Department of Respiratory and Critical Care Medicine, Yantai Yuhuangding Hospital, 20 Yuhuangding East Road, 264200, Yantai, Shandong, China.
Sci Rep. 2024 Nov 19;14(1):28596. doi: 10.1038/s41598-024-80017-w.
Bloodstream infections are globally occurring life-threatening diseases that impose significant societal and economic burdens. This study explored the red cell distribution width (RDW) to albumin ratio (RAR), a novel index derived from RDW, to investigate its relationship with prognosis of bacteremia using propensity score matching (PSM). This retrospective observational cohort study included patients with bacteremia admitted to Yantai Yuhuangding Hospital's intensive care units from June 2019 to December 2022. PSM was performed to adjust for confounding factors. The relationship between RAR and mortality was assessed using receiver operating characteristic curves, multivariate, and Kaplan-Meier analyses. A total of 411 patients were included. The RAR threshold of 5.824% /g/dL was determined by maximizing the Youden index; the study population was divided into two groups based on this cutoff value. After PSM, 125 pairs of score-matched patients were generated. Using logistic regression analysis, patients with RAR ≥ 5.824% /g/dL exhibited significantly higher mortality than did those with RAR < 5.824% /g/dL in the entire cohort (OR = 3.926, 95% confidence interval (CI): 2.408-6.400, p < 0.001) and the PSM subset (OR = 2.460, 95% CI: 1.411-4.289, p = 0.040). RAR results were consistent when treated as continuous or four-categorical variables (based on quartiles). Similar outcomes were found for 28- and 90-day mortality and septic shock. The areas under the curves of RAR were 0.735, significantly higher than those of albumin or RAR alone. RAR emerges as an independent risk factor for mortality and septic shock in critically ill patients with community-acquired bacteremia, whether considered a continuous or categorized variable, irrespective of PSM adjustment.
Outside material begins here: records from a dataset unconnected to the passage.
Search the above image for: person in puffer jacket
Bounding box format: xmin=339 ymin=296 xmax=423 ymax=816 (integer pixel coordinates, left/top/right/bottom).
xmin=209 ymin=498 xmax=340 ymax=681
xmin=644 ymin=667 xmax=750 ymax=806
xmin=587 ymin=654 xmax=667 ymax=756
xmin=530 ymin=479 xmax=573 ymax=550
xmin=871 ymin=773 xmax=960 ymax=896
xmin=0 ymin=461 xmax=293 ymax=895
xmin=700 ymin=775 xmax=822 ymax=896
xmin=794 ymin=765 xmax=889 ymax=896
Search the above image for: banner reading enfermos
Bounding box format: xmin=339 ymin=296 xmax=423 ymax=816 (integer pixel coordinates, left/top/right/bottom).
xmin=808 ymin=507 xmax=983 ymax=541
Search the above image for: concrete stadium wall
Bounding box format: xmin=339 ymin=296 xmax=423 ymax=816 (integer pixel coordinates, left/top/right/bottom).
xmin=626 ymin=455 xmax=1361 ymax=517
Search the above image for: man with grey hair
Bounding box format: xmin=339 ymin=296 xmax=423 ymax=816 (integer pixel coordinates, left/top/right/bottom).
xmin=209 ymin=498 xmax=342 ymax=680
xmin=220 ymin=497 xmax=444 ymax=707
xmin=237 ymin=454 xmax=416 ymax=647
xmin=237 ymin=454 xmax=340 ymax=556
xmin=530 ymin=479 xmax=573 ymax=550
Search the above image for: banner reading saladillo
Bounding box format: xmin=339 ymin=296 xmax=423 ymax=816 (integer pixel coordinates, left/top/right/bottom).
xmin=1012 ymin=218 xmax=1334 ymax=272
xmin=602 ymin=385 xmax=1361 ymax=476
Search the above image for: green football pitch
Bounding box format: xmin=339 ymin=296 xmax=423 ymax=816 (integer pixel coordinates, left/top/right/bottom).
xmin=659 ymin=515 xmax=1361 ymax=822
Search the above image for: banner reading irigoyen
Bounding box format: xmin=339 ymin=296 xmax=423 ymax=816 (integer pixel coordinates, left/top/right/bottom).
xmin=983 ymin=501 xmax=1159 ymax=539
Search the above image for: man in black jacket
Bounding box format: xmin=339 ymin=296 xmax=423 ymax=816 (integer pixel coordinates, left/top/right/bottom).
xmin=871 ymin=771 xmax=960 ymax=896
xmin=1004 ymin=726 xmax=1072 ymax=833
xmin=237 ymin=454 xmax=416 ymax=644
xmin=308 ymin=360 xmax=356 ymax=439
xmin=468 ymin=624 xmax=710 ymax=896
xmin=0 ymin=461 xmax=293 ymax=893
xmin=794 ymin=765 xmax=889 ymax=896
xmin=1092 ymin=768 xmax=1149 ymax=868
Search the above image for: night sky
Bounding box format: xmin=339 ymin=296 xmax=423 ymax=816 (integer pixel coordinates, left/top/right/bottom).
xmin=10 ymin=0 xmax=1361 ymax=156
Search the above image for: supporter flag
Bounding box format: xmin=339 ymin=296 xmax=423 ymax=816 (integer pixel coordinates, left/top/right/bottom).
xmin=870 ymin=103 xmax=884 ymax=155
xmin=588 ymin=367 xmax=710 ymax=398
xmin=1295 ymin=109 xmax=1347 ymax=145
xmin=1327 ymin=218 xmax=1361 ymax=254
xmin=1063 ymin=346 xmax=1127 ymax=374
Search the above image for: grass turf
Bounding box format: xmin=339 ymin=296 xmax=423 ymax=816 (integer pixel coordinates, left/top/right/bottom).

血流感染是全球范围内发生的危及生命的疾病,会给社会和经济带来巨大负担。本研究探讨了红细胞分布宽度(RDW)与白蛋白比值(RAR),这是一种从RDW衍生出的新指标,采用倾向评分匹配(PSM)方法研究其与菌血症预后的关系。这项回顾性观察队列研究纳入了2019年6月至2022年12月在烟台毓璜顶医院重症监护病房收治的菌血症患者。采用PSM来调整混杂因素。使用受试者工作特征曲线、多变量分析和Kaplan-Meier分析评估RAR与死亡率之间的关系。共纳入411例患者。通过最大化约登指数确定RAR阈值为5.824% /g/dL;根据该临界值将研究人群分为两组。PSM后,生成了125对评分匹配的患者。使用逻辑回归分析,在整个队列中,RAR≥5.824% /g/dL的患者死亡率显著高于RAR<5.824% /g/dL的患者(OR = 3.926,95%置信区间(CI):2.408 - 6.400,p<0.001)以及PSM亚组(OR = 2.460,95% CI:1.411 - 4.289,p = 0.040)。当将RAR视为连续变量或四分变量时,结果一致。在28天和90天死亡率以及感染性休克方面也发现了类似结果。RAR的曲线下面积为0.735,显著高于单独的白蛋白或RDW。无论将其视为连续变量还是分类变量,无论是否进行PSM调整,RAR都是社区获得性菌血症重症患者死亡率和感染性休克的独立危险因素。